Argumentation der Stadt: Die Initiative habe ihr Anliegen über 23 Tage hinweg an einem für sie symbolträchtigen Ort äußern können. Außerdem sei die Stadt Gießen im Rahmen der Gerichtsverfahren zum Verkehrsversuch verpflichtet worden, die Landgrafenstraße für den Straßenverkehr freizugeben. Bei Nichteinhaltung dieser Verpflichtungen würden Zwangsmaßnahmen drohen.
Die Argumentation der Initiative
Hiergegen wandten sich die Initiatoren des Protestcamps mit folgender Argumentation: Der nunmehr für die Versammlung zur Verfügung stehende Bereich sei von der Landgrafenstraße derart getrennt, dass der Versammlungszweck nicht mehr erreicht werden könne. Außerdem sei ein Autoverkehr in der Landgrafenstraße derzeit ohnehin nicht möglich, da Amoksperren in Form von Betonpollern errichtet worden seien. Die erlassene Auflage führe selbst zu einer Gefahrenlage, da so das Auffahren von Kraftfahrzeugen auf eine Fahrradstraße ermöglicht werde, was die Versammlung derzeit verhindere.
Entscheidung noch nicht rechtskräftig
Dem ist das Verwaltungsgericht nicht gefolgt. Die Beschränkung der Versammlung in Form der Verlegung an einen anderen Ort sei gerechtfertigt, weil sie der Sicherheit und Leichtigkeit des Straßenverkehrs diene. Diese Beschränkung sei hinzunehmen, da die Versammlungsinhalte auch weiterhin in unmittelbarer Nähe zum Regierungspräsidium und zum Verwaltungsgericht Gießen öffentlichkeitswirksam präsentiert werden könnten, auch wenn die Fahrbahn der Landgrafenstraße hierzu nicht mehr genutzt werden könne. Zudem könne die Versammlungsfreiheit nicht zum Zwecke der Abwehr vermeintlicher Gefahren durch Private genutzt werden.
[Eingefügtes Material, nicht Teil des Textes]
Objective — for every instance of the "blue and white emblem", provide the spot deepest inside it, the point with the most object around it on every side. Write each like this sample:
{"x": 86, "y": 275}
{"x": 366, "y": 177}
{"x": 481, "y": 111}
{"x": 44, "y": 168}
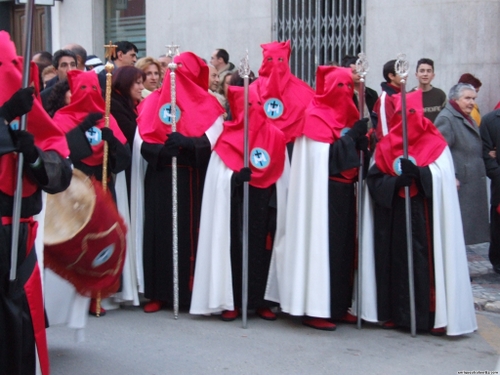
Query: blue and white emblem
{"x": 14, "y": 124}
{"x": 396, "y": 164}
{"x": 259, "y": 158}
{"x": 344, "y": 131}
{"x": 274, "y": 108}
{"x": 94, "y": 136}
{"x": 166, "y": 114}
{"x": 103, "y": 256}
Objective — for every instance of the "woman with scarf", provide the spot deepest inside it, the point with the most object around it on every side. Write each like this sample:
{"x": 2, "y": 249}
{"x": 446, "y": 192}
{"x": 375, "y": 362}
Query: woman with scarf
{"x": 462, "y": 135}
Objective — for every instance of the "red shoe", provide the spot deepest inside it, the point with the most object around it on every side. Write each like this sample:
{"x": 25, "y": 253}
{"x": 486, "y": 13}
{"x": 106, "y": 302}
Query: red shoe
{"x": 229, "y": 315}
{"x": 349, "y": 318}
{"x": 93, "y": 308}
{"x": 319, "y": 323}
{"x": 437, "y": 332}
{"x": 388, "y": 325}
{"x": 266, "y": 313}
{"x": 153, "y": 306}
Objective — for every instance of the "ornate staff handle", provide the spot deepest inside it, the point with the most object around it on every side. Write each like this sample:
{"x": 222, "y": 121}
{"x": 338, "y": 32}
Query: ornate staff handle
{"x": 402, "y": 68}
{"x": 362, "y": 68}
{"x": 244, "y": 72}
{"x": 173, "y": 50}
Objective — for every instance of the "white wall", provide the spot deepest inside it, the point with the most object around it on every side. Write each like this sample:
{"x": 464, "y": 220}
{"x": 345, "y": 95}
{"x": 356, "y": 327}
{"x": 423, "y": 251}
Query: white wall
{"x": 80, "y": 22}
{"x": 203, "y": 26}
{"x": 461, "y": 36}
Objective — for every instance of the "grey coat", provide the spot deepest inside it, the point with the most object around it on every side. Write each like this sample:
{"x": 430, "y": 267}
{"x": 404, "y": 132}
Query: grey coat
{"x": 466, "y": 148}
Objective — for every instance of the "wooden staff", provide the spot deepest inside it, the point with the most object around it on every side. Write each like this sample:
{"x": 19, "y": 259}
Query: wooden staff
{"x": 244, "y": 71}
{"x": 402, "y": 68}
{"x": 361, "y": 69}
{"x": 16, "y": 211}
{"x": 173, "y": 50}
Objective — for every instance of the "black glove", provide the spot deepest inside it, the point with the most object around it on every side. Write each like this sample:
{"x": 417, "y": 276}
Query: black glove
{"x": 25, "y": 143}
{"x": 359, "y": 129}
{"x": 362, "y": 143}
{"x": 403, "y": 180}
{"x": 244, "y": 175}
{"x": 410, "y": 169}
{"x": 89, "y": 121}
{"x": 18, "y": 104}
{"x": 177, "y": 140}
{"x": 108, "y": 136}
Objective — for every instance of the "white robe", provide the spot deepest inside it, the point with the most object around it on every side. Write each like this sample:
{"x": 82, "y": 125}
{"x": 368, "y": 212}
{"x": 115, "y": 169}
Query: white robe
{"x": 454, "y": 299}
{"x": 213, "y": 288}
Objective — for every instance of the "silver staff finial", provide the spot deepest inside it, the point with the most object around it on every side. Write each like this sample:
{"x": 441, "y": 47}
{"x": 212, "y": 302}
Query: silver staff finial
{"x": 402, "y": 66}
{"x": 362, "y": 66}
{"x": 244, "y": 68}
{"x": 173, "y": 50}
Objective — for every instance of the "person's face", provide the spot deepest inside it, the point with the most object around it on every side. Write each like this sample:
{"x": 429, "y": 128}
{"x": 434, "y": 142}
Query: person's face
{"x": 213, "y": 79}
{"x": 355, "y": 76}
{"x": 126, "y": 59}
{"x": 164, "y": 61}
{"x": 425, "y": 74}
{"x": 136, "y": 90}
{"x": 467, "y": 100}
{"x": 66, "y": 63}
{"x": 214, "y": 60}
{"x": 152, "y": 77}
{"x": 227, "y": 79}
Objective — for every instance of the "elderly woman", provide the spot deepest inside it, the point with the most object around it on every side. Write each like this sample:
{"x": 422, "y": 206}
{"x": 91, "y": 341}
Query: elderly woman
{"x": 153, "y": 70}
{"x": 462, "y": 134}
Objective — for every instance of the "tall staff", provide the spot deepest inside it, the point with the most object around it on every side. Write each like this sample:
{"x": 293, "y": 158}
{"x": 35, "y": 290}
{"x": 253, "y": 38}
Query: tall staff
{"x": 173, "y": 50}
{"x": 362, "y": 68}
{"x": 16, "y": 211}
{"x": 402, "y": 67}
{"x": 244, "y": 71}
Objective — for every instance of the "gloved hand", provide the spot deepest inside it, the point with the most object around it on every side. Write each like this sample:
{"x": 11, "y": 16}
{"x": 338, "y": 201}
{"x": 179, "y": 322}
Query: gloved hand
{"x": 359, "y": 129}
{"x": 177, "y": 140}
{"x": 362, "y": 143}
{"x": 18, "y": 104}
{"x": 244, "y": 175}
{"x": 108, "y": 136}
{"x": 25, "y": 143}
{"x": 90, "y": 121}
{"x": 410, "y": 169}
{"x": 403, "y": 180}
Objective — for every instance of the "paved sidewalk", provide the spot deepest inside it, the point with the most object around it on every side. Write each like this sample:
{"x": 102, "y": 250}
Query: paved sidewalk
{"x": 485, "y": 282}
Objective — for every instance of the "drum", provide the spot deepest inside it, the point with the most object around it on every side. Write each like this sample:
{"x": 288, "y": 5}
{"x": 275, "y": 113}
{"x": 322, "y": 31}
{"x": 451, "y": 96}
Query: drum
{"x": 84, "y": 239}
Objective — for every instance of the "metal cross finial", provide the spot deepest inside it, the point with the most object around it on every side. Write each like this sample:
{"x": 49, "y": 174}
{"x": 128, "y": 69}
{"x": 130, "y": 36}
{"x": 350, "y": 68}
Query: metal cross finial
{"x": 244, "y": 68}
{"x": 362, "y": 66}
{"x": 110, "y": 50}
{"x": 402, "y": 67}
{"x": 173, "y": 50}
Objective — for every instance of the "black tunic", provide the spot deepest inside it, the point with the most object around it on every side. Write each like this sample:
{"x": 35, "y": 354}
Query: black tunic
{"x": 391, "y": 257}
{"x": 157, "y": 251}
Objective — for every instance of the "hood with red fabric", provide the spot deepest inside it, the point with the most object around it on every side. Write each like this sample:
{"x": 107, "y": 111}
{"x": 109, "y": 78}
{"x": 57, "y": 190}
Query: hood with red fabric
{"x": 332, "y": 110}
{"x": 425, "y": 142}
{"x": 86, "y": 97}
{"x": 196, "y": 109}
{"x": 46, "y": 133}
{"x": 283, "y": 96}
{"x": 266, "y": 143}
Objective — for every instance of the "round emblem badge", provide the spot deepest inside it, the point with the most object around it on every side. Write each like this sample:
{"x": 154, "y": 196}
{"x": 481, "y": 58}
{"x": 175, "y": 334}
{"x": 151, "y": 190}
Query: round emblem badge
{"x": 274, "y": 108}
{"x": 103, "y": 256}
{"x": 165, "y": 114}
{"x": 14, "y": 124}
{"x": 396, "y": 164}
{"x": 259, "y": 158}
{"x": 94, "y": 136}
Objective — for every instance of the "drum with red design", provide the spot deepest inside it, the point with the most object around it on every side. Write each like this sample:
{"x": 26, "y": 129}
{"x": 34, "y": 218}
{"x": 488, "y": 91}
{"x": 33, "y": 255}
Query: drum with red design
{"x": 85, "y": 237}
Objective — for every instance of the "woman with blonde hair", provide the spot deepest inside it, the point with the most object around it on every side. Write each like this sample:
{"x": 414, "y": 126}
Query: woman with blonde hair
{"x": 152, "y": 68}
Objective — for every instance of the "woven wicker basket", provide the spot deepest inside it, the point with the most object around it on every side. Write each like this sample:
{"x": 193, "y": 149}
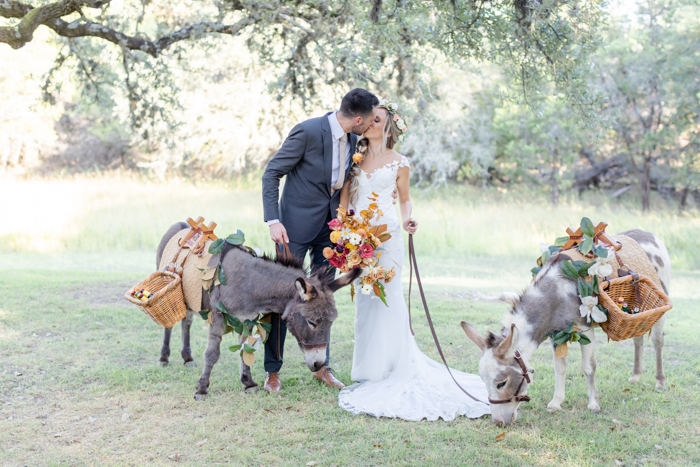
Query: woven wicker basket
{"x": 652, "y": 305}
{"x": 167, "y": 305}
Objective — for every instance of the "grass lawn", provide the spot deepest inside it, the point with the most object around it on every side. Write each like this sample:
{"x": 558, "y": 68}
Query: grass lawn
{"x": 80, "y": 384}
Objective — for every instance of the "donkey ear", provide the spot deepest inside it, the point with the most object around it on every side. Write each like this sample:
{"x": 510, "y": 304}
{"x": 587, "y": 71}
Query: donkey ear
{"x": 306, "y": 290}
{"x": 474, "y": 335}
{"x": 506, "y": 349}
{"x": 345, "y": 279}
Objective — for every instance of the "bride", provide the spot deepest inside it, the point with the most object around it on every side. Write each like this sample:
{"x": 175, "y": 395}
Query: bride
{"x": 394, "y": 378}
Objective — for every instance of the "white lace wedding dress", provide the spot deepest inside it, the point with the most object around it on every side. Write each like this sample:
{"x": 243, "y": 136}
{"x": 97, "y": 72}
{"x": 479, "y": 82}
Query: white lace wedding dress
{"x": 394, "y": 378}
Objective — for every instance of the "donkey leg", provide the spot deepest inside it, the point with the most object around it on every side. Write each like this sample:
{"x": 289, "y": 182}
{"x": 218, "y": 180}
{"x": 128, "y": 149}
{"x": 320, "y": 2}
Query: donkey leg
{"x": 657, "y": 338}
{"x": 211, "y": 355}
{"x": 559, "y": 381}
{"x": 165, "y": 350}
{"x": 588, "y": 365}
{"x": 638, "y": 357}
{"x": 246, "y": 377}
{"x": 186, "y": 351}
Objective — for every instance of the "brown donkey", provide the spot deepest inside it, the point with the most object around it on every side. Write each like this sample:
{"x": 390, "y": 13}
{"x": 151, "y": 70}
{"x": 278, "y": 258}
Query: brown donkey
{"x": 262, "y": 285}
{"x": 550, "y": 304}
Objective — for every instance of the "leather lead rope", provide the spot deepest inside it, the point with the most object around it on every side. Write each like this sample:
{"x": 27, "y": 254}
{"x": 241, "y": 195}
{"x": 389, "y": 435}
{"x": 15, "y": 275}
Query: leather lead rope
{"x": 286, "y": 254}
{"x": 414, "y": 264}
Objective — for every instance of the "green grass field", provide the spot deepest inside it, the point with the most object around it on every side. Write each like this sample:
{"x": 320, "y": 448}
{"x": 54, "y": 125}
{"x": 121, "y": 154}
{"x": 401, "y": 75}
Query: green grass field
{"x": 80, "y": 382}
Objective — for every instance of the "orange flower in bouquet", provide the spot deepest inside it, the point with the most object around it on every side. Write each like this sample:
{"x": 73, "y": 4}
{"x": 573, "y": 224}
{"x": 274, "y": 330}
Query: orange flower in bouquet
{"x": 356, "y": 240}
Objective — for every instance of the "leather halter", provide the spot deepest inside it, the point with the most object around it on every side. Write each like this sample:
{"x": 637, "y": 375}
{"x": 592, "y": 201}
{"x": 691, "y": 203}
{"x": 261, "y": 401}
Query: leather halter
{"x": 525, "y": 377}
{"x": 290, "y": 325}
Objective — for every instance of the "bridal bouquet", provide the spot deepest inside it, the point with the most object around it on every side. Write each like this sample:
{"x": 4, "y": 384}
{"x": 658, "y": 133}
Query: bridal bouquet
{"x": 356, "y": 239}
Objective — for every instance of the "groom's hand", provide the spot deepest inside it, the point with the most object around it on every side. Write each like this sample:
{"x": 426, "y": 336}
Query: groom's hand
{"x": 278, "y": 233}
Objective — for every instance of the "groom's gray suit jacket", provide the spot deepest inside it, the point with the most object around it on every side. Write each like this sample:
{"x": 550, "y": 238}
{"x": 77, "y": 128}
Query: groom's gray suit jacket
{"x": 306, "y": 158}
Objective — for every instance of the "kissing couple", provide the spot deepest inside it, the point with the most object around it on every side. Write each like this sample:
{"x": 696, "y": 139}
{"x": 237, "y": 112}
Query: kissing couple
{"x": 393, "y": 377}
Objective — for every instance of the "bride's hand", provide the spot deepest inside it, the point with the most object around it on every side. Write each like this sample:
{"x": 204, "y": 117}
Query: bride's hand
{"x": 410, "y": 225}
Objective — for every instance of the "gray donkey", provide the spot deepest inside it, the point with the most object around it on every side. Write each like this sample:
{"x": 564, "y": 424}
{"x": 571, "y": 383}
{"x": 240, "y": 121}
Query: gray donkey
{"x": 262, "y": 285}
{"x": 550, "y": 304}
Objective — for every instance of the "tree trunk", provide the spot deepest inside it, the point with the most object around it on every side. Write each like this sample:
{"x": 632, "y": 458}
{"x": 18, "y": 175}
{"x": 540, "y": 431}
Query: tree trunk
{"x": 684, "y": 197}
{"x": 555, "y": 188}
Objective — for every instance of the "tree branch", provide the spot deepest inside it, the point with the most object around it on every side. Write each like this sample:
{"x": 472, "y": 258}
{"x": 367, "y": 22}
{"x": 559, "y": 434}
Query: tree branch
{"x": 49, "y": 16}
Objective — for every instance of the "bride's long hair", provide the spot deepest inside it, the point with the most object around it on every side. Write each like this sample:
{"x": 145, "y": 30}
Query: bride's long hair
{"x": 391, "y": 133}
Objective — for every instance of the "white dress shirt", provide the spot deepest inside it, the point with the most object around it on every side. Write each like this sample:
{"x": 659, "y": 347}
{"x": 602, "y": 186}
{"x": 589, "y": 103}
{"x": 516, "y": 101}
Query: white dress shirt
{"x": 337, "y": 132}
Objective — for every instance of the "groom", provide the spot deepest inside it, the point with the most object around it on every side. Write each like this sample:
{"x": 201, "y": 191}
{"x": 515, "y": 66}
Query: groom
{"x": 315, "y": 158}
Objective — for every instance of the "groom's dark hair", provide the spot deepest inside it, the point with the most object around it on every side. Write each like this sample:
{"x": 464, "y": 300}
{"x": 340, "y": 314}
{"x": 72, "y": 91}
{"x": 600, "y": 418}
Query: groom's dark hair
{"x": 358, "y": 102}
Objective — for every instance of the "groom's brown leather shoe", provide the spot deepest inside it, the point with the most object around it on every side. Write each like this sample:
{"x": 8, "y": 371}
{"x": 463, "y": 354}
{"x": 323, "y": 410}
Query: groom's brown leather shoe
{"x": 272, "y": 382}
{"x": 325, "y": 375}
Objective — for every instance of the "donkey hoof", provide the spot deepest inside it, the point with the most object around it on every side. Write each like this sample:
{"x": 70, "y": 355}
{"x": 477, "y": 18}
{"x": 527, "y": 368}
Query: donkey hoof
{"x": 553, "y": 407}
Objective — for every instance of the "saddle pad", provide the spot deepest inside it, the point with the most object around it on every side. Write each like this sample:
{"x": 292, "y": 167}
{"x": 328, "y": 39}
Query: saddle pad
{"x": 632, "y": 255}
{"x": 191, "y": 274}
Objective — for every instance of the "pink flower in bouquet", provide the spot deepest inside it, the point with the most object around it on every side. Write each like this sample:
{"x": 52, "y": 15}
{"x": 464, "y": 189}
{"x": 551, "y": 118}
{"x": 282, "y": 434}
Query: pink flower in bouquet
{"x": 366, "y": 250}
{"x": 335, "y": 224}
{"x": 337, "y": 261}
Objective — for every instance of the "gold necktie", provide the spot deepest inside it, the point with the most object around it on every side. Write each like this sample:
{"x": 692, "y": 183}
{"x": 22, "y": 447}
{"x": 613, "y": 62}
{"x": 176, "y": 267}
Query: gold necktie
{"x": 341, "y": 164}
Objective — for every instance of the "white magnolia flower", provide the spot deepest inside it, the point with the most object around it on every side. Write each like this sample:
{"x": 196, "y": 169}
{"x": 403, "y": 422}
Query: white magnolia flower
{"x": 589, "y": 309}
{"x": 598, "y": 316}
{"x": 601, "y": 268}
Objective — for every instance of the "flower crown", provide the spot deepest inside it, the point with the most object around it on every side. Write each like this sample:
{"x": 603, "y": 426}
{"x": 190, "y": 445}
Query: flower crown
{"x": 393, "y": 109}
Auch könne die Stadt Gießen, wie ebenfalls im Rahmen des Eilverfahrens beantragt, nicht durch die Antragstellerin verpflichtet werden, weitere Anträge im den Verkehrsversuch betreffenden abgeschlossenen Eilverfahren zu stellen.
Die Entscheidung (Beschluss vom 29.09.2023, Az.: 9 L 2430/23.GI) ist noch nicht rechtskräftig. Die Beteiligten können dagegen binnen zwei Wochen Beschwerde beim Hessischen Verwaltungsgerichtshof in Kassel einlegen. Soweit der Text des VG-Beschlusses. Es ist durchaus möglich, dass die Initiative ihre Rechtsmittel wahrnimmt.
Titelbild: Die Initiative möchte, dass bessere Bedingungen für Radfahrerinnen und Radfahrer herrschen, was eine Absicht des Verkehrversuchs ist. (Foto: Jörg-Peter Schmidt)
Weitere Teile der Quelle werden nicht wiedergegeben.